When the Egyptian grape season started this year, it seemed to kick off strong. However, prices became a problem as the season went on: “The grape season in Egypt started ten days later than last year. Prices were reasonable for the Flame variety, but unfortunately didn’t hold for long,” says May Salem, general manager for grape and pomegranate exporter FinBi.
“Harvest volumes in the market were plenty, and so were exports requirements by our clients. Exporters looked for high quality to provide the European markets, but this was not met by higher buying prices from European clients. In the end, prices were similar to what they were last season.”
The fact that the increase in input costs is not reflected by the price for selling the grapes, has proven to be really problematic, Salem explains. “The volumes of the Sugraone have been great this season. We’re able to push plenty of product on the market and again high quality was required. The prices however didn’t change compared to last season. The problem is that growers are pressured by the input costs of plastic, fertilizers, pesticides, and labor, while not being compensated for this increase in costs. Demand is present from Europe, East European markets, Asia and some African countries, but prices are still not high enough and the window of opportunity is rather short.”
“In Egypt, pack houses during the grapes season were operating at full capacity. Roads and ports are quite efficient, but the cost of shipping has affected everyone involved in any kind of trade. The margins are being eaten away by input costs.”

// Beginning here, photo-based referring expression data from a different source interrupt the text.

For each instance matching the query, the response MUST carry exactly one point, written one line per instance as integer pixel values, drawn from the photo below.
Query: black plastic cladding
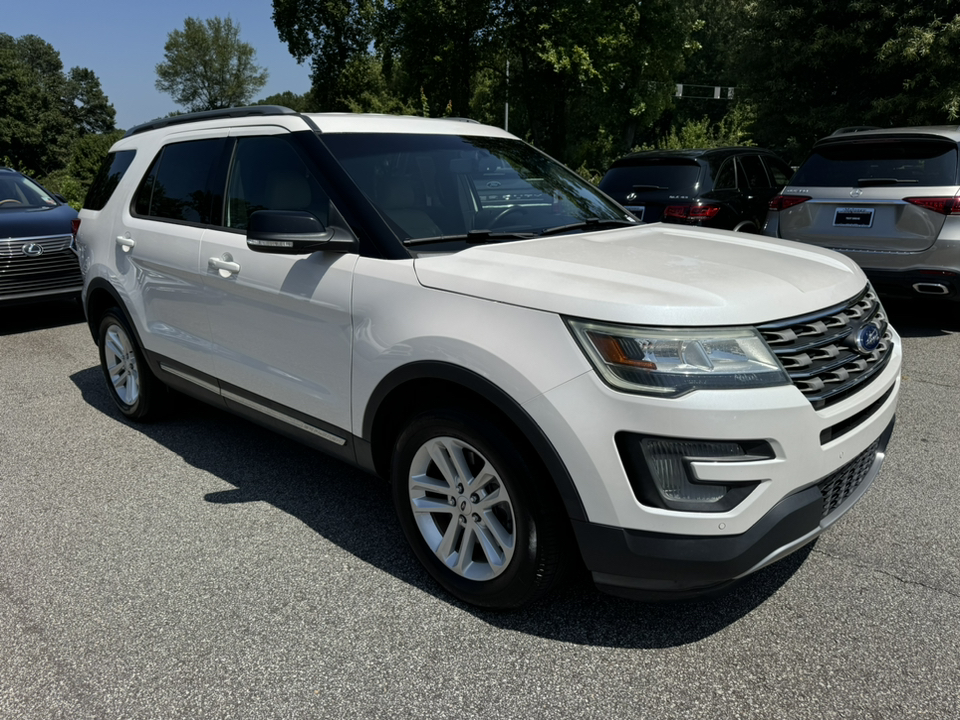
(817, 355)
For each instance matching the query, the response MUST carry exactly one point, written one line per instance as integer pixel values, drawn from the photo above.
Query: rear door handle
(225, 265)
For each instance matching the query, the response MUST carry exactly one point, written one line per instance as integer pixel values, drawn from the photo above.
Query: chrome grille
(57, 269)
(819, 354)
(840, 485)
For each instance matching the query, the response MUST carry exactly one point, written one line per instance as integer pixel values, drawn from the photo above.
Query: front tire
(131, 383)
(478, 513)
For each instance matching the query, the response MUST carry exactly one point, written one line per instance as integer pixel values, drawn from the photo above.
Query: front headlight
(668, 363)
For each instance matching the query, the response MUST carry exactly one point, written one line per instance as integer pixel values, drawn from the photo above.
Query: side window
(726, 176)
(779, 171)
(268, 173)
(178, 184)
(107, 178)
(753, 171)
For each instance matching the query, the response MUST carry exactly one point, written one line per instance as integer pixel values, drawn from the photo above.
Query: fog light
(661, 473)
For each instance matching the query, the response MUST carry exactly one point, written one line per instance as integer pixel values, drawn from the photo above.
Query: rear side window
(779, 171)
(178, 186)
(679, 178)
(107, 178)
(753, 171)
(889, 162)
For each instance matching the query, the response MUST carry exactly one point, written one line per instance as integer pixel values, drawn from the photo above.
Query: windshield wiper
(588, 224)
(870, 182)
(474, 237)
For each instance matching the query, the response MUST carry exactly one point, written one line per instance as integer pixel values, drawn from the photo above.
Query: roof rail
(211, 115)
(853, 129)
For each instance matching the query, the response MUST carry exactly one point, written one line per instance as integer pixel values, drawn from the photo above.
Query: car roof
(690, 154)
(948, 132)
(320, 122)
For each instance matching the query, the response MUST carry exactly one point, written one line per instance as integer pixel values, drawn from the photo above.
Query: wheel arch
(100, 297)
(421, 385)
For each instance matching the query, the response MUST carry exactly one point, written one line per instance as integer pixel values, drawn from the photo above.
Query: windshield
(20, 193)
(467, 188)
(896, 161)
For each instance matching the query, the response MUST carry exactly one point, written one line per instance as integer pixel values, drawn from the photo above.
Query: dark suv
(37, 260)
(726, 188)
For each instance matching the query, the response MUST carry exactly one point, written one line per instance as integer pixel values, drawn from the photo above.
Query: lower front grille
(55, 270)
(841, 484)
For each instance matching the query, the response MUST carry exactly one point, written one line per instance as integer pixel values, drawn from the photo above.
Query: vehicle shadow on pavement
(18, 319)
(923, 318)
(354, 510)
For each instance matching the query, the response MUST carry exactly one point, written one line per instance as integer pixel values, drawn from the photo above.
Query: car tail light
(691, 212)
(782, 202)
(944, 206)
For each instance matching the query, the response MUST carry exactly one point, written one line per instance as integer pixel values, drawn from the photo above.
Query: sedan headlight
(669, 363)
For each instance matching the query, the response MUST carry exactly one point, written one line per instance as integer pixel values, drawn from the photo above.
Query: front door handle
(225, 265)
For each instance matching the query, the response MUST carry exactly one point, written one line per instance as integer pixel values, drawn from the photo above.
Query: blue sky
(122, 42)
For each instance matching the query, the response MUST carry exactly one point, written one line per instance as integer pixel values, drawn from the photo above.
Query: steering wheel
(505, 214)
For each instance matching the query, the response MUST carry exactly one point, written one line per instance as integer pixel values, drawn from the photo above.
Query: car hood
(653, 274)
(36, 222)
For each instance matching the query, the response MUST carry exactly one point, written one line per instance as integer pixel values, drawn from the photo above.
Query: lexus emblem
(867, 339)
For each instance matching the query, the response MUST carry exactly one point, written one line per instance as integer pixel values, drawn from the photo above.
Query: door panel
(280, 324)
(158, 250)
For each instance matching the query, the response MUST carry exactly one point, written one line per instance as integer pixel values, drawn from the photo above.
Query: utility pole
(506, 104)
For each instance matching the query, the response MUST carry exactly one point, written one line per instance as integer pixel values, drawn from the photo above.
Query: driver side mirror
(293, 232)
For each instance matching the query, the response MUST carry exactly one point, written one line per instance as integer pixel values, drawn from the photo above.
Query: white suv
(542, 379)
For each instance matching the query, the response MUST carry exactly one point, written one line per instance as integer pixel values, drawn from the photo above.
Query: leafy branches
(207, 67)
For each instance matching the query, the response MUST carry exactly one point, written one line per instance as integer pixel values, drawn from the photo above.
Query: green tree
(207, 67)
(300, 103)
(586, 78)
(43, 110)
(332, 34)
(814, 66)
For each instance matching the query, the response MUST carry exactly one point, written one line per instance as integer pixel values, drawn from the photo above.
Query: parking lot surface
(202, 567)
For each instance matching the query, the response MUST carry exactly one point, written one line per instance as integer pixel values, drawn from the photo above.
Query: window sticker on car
(854, 217)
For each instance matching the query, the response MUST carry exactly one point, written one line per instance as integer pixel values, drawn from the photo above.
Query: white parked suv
(543, 380)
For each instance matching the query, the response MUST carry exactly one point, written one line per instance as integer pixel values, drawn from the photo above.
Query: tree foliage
(207, 67)
(585, 76)
(43, 110)
(812, 67)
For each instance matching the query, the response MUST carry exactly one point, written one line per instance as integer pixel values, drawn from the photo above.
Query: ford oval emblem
(867, 339)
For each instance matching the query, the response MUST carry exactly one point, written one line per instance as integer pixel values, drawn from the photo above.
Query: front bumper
(649, 565)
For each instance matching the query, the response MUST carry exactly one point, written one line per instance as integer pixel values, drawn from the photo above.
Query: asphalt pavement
(201, 567)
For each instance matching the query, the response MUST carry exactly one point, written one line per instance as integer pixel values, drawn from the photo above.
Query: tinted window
(753, 171)
(177, 186)
(893, 161)
(779, 171)
(111, 170)
(726, 177)
(268, 174)
(679, 177)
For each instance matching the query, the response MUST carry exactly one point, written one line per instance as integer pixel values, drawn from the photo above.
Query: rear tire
(480, 515)
(132, 385)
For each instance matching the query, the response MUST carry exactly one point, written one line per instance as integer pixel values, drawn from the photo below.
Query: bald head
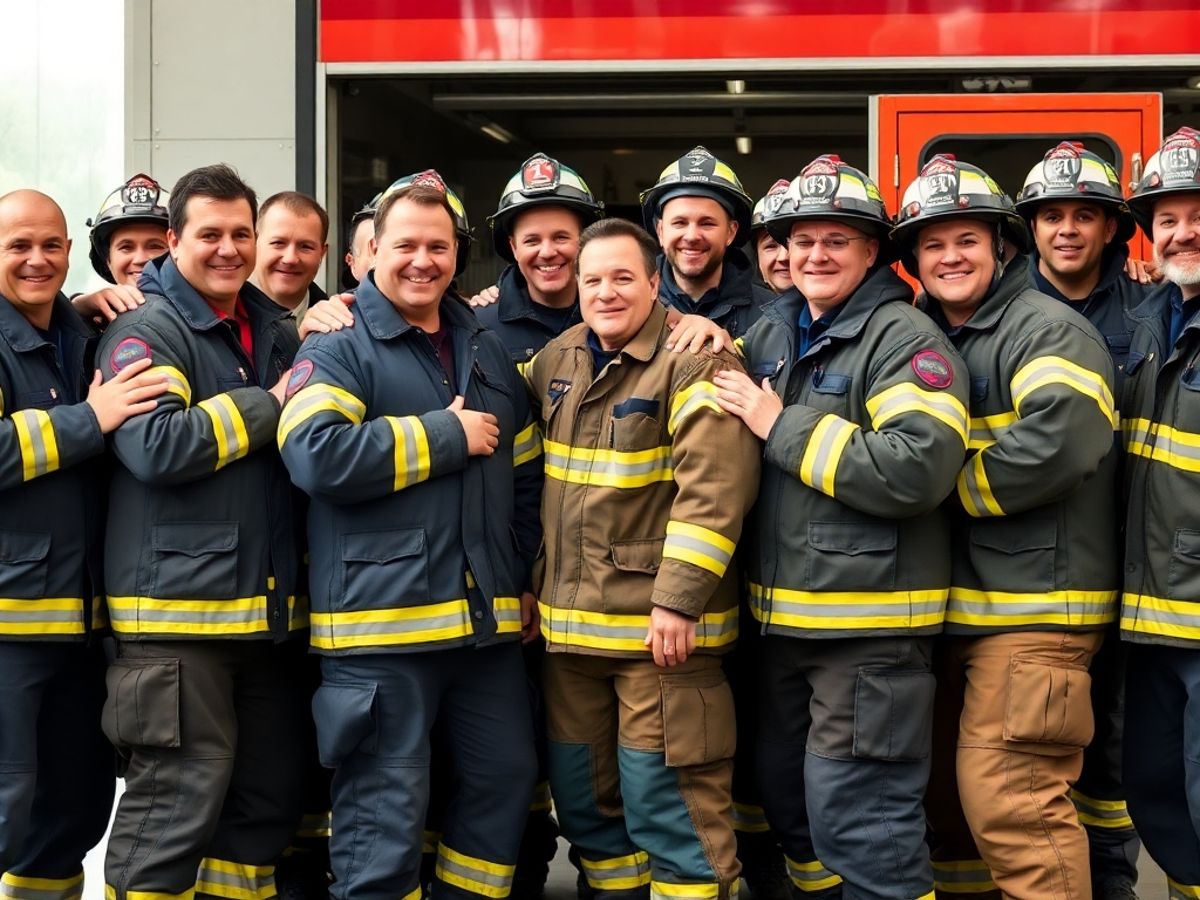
(34, 250)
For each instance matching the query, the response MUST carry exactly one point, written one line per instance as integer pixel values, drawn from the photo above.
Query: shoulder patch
(300, 375)
(933, 369)
(127, 352)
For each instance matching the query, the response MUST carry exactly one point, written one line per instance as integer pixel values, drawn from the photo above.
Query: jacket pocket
(382, 569)
(195, 561)
(697, 718)
(1049, 706)
(852, 556)
(24, 563)
(142, 708)
(893, 715)
(346, 720)
(1015, 553)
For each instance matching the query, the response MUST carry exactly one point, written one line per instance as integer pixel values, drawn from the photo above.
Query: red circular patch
(933, 369)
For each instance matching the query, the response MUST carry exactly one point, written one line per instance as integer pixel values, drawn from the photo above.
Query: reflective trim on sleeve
(607, 468)
(699, 546)
(412, 454)
(316, 399)
(975, 491)
(228, 427)
(1055, 370)
(627, 634)
(993, 609)
(819, 466)
(39, 445)
(701, 395)
(905, 397)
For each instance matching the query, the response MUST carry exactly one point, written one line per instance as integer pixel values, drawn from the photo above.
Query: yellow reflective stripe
(228, 427)
(841, 610)
(472, 874)
(39, 445)
(1101, 814)
(819, 466)
(605, 631)
(701, 395)
(624, 873)
(607, 468)
(975, 491)
(527, 444)
(177, 382)
(1147, 615)
(810, 876)
(699, 546)
(901, 399)
(235, 881)
(1050, 607)
(429, 623)
(1055, 370)
(43, 616)
(987, 430)
(317, 399)
(412, 451)
(149, 615)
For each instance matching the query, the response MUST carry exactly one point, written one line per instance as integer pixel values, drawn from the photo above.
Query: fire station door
(1007, 135)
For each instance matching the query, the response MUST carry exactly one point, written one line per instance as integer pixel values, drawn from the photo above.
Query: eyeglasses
(834, 241)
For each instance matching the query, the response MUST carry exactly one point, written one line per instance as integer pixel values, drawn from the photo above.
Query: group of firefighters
(355, 586)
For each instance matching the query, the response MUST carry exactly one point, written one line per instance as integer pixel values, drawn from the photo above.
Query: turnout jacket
(414, 544)
(51, 481)
(647, 484)
(849, 539)
(202, 539)
(1035, 537)
(1162, 438)
(735, 304)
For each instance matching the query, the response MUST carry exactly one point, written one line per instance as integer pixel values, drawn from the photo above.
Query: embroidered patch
(126, 353)
(933, 369)
(300, 375)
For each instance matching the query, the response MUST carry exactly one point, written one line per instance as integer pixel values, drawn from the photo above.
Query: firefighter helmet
(948, 189)
(540, 181)
(700, 174)
(139, 201)
(1174, 169)
(430, 178)
(1069, 172)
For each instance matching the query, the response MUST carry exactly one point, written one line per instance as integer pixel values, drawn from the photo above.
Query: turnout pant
(375, 714)
(57, 769)
(213, 731)
(1012, 719)
(1162, 766)
(844, 747)
(640, 769)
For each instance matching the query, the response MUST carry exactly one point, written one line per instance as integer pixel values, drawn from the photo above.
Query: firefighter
(773, 265)
(127, 233)
(1081, 226)
(1035, 571)
(202, 562)
(57, 787)
(862, 403)
(1159, 611)
(423, 528)
(647, 486)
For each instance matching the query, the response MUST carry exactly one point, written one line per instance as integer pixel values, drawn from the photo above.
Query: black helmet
(1175, 168)
(948, 189)
(828, 189)
(1072, 173)
(700, 174)
(430, 178)
(139, 201)
(540, 181)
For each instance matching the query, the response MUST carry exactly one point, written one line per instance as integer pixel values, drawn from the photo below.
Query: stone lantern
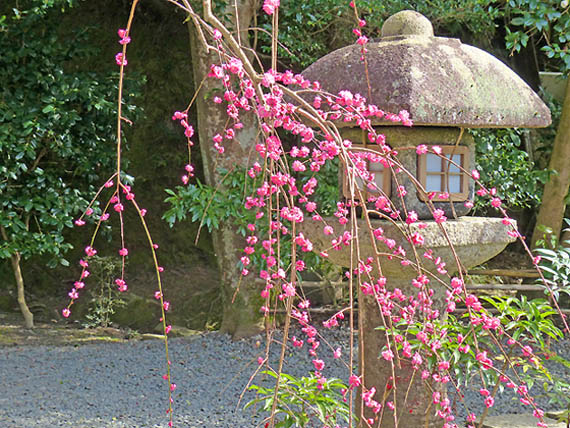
(446, 86)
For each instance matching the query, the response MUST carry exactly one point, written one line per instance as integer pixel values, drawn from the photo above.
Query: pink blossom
(354, 381)
(439, 216)
(120, 59)
(269, 6)
(319, 364)
(388, 355)
(362, 40)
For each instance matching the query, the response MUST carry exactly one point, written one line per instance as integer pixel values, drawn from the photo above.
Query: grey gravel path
(112, 385)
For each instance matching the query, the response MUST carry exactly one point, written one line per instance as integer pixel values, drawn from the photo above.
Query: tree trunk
(240, 295)
(551, 212)
(28, 316)
(15, 259)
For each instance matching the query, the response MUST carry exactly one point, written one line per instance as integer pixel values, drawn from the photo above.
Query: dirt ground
(56, 333)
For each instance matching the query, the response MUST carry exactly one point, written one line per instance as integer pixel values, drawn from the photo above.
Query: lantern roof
(439, 81)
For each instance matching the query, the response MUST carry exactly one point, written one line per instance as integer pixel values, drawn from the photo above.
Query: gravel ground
(111, 385)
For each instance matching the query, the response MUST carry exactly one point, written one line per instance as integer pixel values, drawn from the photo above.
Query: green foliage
(504, 164)
(555, 263)
(105, 297)
(57, 134)
(547, 20)
(301, 401)
(211, 206)
(328, 24)
(527, 321)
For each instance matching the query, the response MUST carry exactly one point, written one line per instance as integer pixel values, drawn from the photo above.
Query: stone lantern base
(473, 239)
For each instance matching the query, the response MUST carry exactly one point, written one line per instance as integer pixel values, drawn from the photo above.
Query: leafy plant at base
(555, 264)
(304, 400)
(105, 297)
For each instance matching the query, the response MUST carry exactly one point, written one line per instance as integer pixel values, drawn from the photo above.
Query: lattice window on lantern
(380, 184)
(438, 175)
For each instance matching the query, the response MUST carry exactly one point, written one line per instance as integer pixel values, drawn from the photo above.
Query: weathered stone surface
(517, 421)
(407, 23)
(474, 239)
(438, 80)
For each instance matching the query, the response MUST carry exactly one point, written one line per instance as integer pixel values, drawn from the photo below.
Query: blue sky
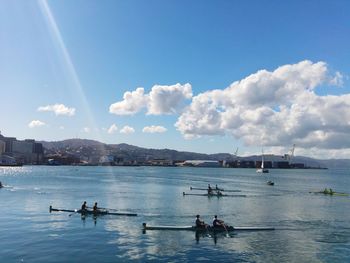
(204, 76)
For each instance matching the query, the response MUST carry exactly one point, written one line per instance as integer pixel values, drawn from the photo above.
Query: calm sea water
(309, 227)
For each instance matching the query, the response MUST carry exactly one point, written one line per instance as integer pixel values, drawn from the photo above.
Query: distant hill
(91, 148)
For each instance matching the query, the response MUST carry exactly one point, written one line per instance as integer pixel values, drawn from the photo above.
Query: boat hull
(209, 228)
(90, 212)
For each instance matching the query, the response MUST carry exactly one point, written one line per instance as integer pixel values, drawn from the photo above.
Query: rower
(200, 223)
(84, 207)
(94, 208)
(210, 190)
(218, 223)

Once prices started dropping even further, exporters decided to just call it a day and stop their season: “Ten days ago, prices dropped for the Egyptian grapes and as a result, exporters stopped with their season. It was a very short one for the early varieties, Flame and Sugraone. Our company is getting prepared for the next season through a GIZ programme to assist SMEs to export high quality agri and food products to Germany. The initiative started with twenty companies and FinBi is one of them. We are proud to be working with GIZ.” Salem explains.